2) This is going to be annoying as hell for people like me with multiple accounts.
3) This actually makes things LESS secure for people who remain logged into the website through the "remember me" option.
Justification:
1) At least in windows, if I can run software on your system, I can steal your password no matter what application you're typing it into. A rogue client can install a keylogger as a separate process or as, say, a firefox extension, in order to harvest passwords. There's also what you mentioned above: let the user log in and then your rogue client can transfer all of their lindens away or something.

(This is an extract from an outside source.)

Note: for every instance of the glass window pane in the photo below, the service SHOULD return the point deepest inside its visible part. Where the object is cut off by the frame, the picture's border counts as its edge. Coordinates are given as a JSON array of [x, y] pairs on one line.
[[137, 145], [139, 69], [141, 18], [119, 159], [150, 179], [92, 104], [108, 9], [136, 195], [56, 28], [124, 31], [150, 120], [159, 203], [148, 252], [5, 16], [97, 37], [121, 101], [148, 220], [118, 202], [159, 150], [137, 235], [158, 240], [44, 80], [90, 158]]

2) I like staying logged into the SL website so that I can visit the forums without logging in. I'm hoping that they eventually add in the login system for JIRA so that I don't even have to log into that each day. I don't want to have to go and log myself out of the SL website just so that I can log into my alt. This is ESPECIALLY annoying when I want to have my alt and main logged in simultaneously.
3) I DON'T want someone to be able to walk up, open my web browser, and "Go Inworld!" So I'm going to have to constantly remember to log out of the SL website.
Argh.
--Lex Neva
Utterly stupid.
Just waiting for first case where mom or dad forgets to log out of the SL website, and 8 year old kid clicks him/herself inworld, and gets a facefull of "broadly offensive" content.
OMFG: They are reclassifying one of the password stealing flaws as a feature...
I am dumbstruk.
Incredible. I've sent them an email unicast with a slight mod to your proposal, Nicholaz - basically issuing a client certificate and then generating the one-time code which would be pasteable or launch the SL viewer with it.
Still not a panacea, but I think a bit more of an improvement to the scary stuff they came up with...
Surely LL didn't write *this* on the wiki linked above...
"I'm always logged in on the SL website. How does this affect me?
It means you're one massive faggot. "
This doesn't leave me very confident at all. I don't think I've understood all the implications yet, but right away I think I'm seeing some serious issues with this idea.
Nicholaz, there's a problem with your making this claim: you are hugely biased.
You can't tolerate any move by LL that would disrupt your third-party viewer, AJAX Life, libsecondlife stuff, etc.
But...why should we care? You are rogue hackers, reverse engineers, and while tolerated, you represent a risk as well. Any one of you could be making something that hacks into stuff and is used for griefing. And the plethora of griefing -- and increasinging sophisticated griefing -- that has gone on since the OS of the viewer -- and the dearth of any hard, recognizable "quick impact project" sort of success from "bug finding" is glaringly evident. You can't be expected to be impartial on this subject.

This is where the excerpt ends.